The two Hebrew words for ‘cultivate and keep’ are usually translated ‘serve and guard [or keep]’ elsewhere in the Old Testament. It is true that the Hebrew word usually translated ‘cultivate’ can refer to an agricultural task when used by itself (e.g., 2:5; 3:23). When, however, these two words (verbal [‘ābad and šāmar] and nominal forms) occur together in the Old Testament (within an approximately 15-word range), they refer either to Israelites ‘serving’ God and ‘guarding [keeping]’ God’s word (approximately 10 times) or to priests who ‘keep’ the service’ (or ‘charge’) of the tabernacle (see Num. 3:7–8; 8:25–26; 18:5–6; 1 Chr. 23:32; Ezek. 44:14). (Beale, The Temple and the Church’s Mission, 66–67.)

The garden of Eden was the first temple where God dwelt with his people. So, the work that God gave Adam was the priestly work of serving/cultivating and keeping the temple.

This does not mean that all of our work is priestly or holy like Adam’s work in the garden. Our priest is Jesus Christ, and our temple is in heaven (Heb. 8:1–2). Therefore, the only truly priestly work is the finished work of Jesus Christ mediated through the Holy Spirit.

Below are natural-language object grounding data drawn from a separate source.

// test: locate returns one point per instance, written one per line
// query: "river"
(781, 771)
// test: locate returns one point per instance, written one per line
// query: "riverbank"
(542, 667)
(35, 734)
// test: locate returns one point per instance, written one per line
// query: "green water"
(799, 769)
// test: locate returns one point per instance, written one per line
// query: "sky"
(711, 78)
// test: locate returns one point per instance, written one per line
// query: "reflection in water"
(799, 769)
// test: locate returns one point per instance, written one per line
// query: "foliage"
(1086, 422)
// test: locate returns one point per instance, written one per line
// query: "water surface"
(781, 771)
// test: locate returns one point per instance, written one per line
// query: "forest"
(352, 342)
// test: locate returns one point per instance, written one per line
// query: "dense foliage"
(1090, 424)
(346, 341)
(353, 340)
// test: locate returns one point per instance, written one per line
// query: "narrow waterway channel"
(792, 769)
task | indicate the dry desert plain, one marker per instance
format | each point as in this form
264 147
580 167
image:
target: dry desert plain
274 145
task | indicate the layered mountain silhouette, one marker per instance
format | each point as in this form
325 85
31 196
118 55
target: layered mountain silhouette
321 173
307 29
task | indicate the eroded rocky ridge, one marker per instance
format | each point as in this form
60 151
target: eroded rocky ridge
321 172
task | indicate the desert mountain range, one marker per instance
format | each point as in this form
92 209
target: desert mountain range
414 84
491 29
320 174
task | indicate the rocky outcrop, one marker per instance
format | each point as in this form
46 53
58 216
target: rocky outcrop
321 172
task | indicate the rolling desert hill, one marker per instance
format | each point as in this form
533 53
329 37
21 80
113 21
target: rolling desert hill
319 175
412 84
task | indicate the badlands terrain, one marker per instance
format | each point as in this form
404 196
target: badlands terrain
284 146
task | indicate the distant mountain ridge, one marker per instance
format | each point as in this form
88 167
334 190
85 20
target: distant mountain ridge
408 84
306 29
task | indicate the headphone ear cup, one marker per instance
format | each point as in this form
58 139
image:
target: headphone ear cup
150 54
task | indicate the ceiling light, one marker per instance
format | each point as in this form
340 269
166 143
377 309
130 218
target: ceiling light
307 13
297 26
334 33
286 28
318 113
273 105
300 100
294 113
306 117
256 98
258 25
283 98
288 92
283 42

So, whether we are pastors, evangelists, or missionaries, or whether we are butchers, bakers, or candlestick-makers, none of our work is holy or priestly. At best, we can only bear witness to Christ’s priestly work through our common (not holy) vocations in this world (Littlejohn, The Two Kingdoms, 48–50).

Yes, we must continue the work of cultivating and keeping God’s creation in a common way, but all of our work is temporal and transient. If we want to pursue genuine, lasting, spiritual productivity, we will only find it through Jesus alone: “I am the vine; you are the branches. Whoever abides in me and I in him, he it is that bears much fruit, for apart from me you can do nothing” (John 15:5).